Mr Song agreed that consumer fears play a bigger role in curbing demand than the actual number of cases does.

“(Chances of a rebound) depends on how confident market participants are about the outbreak being contained, the most important being the fear factor,” he said.

However, when a rebound will come is hard to tell, which makes it difficult to know when one should start investing again.

Ms Pan said: “With every market shock, there will be a recovery, but the problem this time is that we are dealing with something that is very uncertain (with the) coronavirus. Perhaps we will need to see a vaccine come through, to be a remedy (to the economy).”

In the meantime, players in the market can only hope that the worst will be over soon, but there is no indication of how big the hit on the market will continue to be, or how long it will last.

The analysts said that they expect the STI to fall further to around 2,500-point levels, down from the current 2,782.

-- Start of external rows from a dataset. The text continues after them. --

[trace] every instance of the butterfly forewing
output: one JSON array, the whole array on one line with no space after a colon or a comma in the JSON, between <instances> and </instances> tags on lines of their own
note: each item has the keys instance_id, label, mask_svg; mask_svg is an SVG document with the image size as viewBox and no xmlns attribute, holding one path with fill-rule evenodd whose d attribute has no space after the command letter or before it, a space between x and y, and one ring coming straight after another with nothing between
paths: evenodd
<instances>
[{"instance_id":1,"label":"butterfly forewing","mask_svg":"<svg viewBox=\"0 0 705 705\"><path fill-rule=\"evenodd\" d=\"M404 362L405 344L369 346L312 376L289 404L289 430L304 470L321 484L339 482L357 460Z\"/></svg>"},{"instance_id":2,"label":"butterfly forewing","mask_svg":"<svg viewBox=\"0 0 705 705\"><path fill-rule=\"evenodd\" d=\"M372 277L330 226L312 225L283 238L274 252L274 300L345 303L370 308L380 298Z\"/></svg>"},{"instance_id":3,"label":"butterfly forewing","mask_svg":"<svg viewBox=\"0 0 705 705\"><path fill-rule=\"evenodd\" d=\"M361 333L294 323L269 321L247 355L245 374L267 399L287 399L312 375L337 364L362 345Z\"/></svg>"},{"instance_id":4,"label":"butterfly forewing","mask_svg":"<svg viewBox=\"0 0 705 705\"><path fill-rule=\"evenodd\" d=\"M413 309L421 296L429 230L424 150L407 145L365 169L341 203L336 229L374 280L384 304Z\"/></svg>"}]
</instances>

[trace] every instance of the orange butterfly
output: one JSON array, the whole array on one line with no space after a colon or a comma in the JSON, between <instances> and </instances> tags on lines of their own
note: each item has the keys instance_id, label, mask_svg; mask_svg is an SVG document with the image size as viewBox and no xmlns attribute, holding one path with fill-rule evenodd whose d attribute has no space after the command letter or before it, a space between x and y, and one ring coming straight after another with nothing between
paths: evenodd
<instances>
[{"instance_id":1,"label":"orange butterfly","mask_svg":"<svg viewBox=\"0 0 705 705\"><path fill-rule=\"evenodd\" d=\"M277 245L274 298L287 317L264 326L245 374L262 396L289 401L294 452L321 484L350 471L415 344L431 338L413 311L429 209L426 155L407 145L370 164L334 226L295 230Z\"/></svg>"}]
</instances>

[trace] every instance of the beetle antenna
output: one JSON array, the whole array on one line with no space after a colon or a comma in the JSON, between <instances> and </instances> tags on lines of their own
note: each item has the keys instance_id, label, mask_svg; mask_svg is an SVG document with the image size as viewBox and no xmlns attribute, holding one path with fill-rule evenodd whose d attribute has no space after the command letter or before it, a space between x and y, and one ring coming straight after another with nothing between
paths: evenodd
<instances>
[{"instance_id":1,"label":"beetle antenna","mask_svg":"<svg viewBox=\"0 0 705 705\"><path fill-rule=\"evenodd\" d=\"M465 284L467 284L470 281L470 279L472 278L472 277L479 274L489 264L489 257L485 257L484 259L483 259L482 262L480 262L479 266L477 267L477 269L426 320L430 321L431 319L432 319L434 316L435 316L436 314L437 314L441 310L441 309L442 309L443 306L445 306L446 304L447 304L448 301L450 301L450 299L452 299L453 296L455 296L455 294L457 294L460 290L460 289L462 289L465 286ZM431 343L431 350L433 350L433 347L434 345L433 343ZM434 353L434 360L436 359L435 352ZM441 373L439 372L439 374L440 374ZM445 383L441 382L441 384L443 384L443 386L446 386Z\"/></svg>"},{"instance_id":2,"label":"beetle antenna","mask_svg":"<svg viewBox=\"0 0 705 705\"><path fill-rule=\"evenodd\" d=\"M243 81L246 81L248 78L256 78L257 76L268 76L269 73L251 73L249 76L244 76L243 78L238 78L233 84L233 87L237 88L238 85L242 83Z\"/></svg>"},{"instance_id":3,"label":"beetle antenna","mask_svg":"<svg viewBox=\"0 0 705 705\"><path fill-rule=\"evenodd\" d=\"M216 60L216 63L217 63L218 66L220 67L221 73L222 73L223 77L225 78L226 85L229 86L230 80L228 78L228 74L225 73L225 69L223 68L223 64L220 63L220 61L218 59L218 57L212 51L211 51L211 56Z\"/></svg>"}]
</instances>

In the last five years, STI closed at its lowest of 2,539 points in February 2016.

Mr Wong said that it is ultimately wiser to hold off investing during an uncertain economy rather than hope to profit from it.

“You can see the tide coming, but you can’t tell how big it’s going to be,” he said. “If it’s a ripple, that’s fine. But what if it builds up to a tsunami wave?

“There’s no need to be a hero… I still think that cash (rather than investments) will be king right now.”